If that weren't enough, will Doug be so effective striving to develop his skills so as to earn, qualify, get eternal life for himself? Doug is not very effective. Here's why.
We know Doug sins, and sins have wages associated with them:
"For the wages of sin [is] death;..." Romans 6:23
Those wages must be satisfied, and they will be. Doug and his team players will all satisfy the same wages. So how effective is that? And, yes, I am in the same boat, b/c I am no more effective than any of them.
Will Doug someday come to appreciate how God, a real Doer, will accomplish giving: "...the gift of God [is] eternal life through Jesus Christ our Lord?" Romans 6:23
When will Doug ever begin to teach the following?
"To wit, that God was in Christ, reconciling the world unto himself, not imputing their trespasses unto them; and hath committed unto us the word of reconciliation."
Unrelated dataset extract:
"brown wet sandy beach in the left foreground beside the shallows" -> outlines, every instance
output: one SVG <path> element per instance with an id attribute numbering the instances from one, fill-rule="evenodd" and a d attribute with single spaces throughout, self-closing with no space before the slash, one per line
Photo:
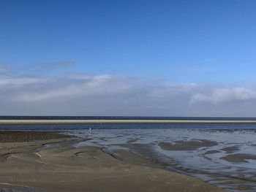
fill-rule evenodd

I'm looking forward to God's being effective enough to work out those words in our lives, but when will Doug appreciate those words and effectively teach/preach others of his team those encouraging words, instead of lording it over his followers with burdens that they could never become effective enough at to satisfy Doug's desires?
Time will tell...
John
The tithe payers of the LCG should expect more spiritual depth from their highly paid Doug.
ReplyDeleteHis message is no deeper than what every little league coach, across the nation, would say to their team.
Doug’s message is all about works the people must do and nothing about the victory already won in Jesus.
Doug is wishing his people a profitable Sabbath, but never mentioned Jesus, the fulfillment of the Sabbath.
The people cannot rest from their works and enter the Sabbath Rest, if they don’t know Jesus.
LCG people should seek information and inspiration about Jesus from any of the many ministries that preach about Jesus.
If you are interested in inspiration, don’t waste your time reading the shallow writings of Doug.
I agree, 8:51. Winnail's commentaries are milk and not meat for the people. LCG like the other churches put a lot of emphasis on the law and justification by works rather than on faith. They are far more concerned about the financial state of the corporation than they are of the people. Even Weston told me personally that we are called primarily to "do the (proclaiming) Work" (HWA's mantra), while ignoring the fact that the Work is to "believe in Jesus" (Jn 6:29) and that "WE are the Work (of God in Christ, as JWT emphasized)". So often they go off on a tangent and lose that focus. Until we practice what we preach the house will continue to be divided against itself.
ReplyDeleteWinnail wants team players (as RM did) but their sins keep setting them back.
Clearly, Winnail is not on team Jesus.
ReplyDeleteUggh, he makes me physically ill with his hypocrisy....if you want to induce vomiting, just read the stuff this guy writes!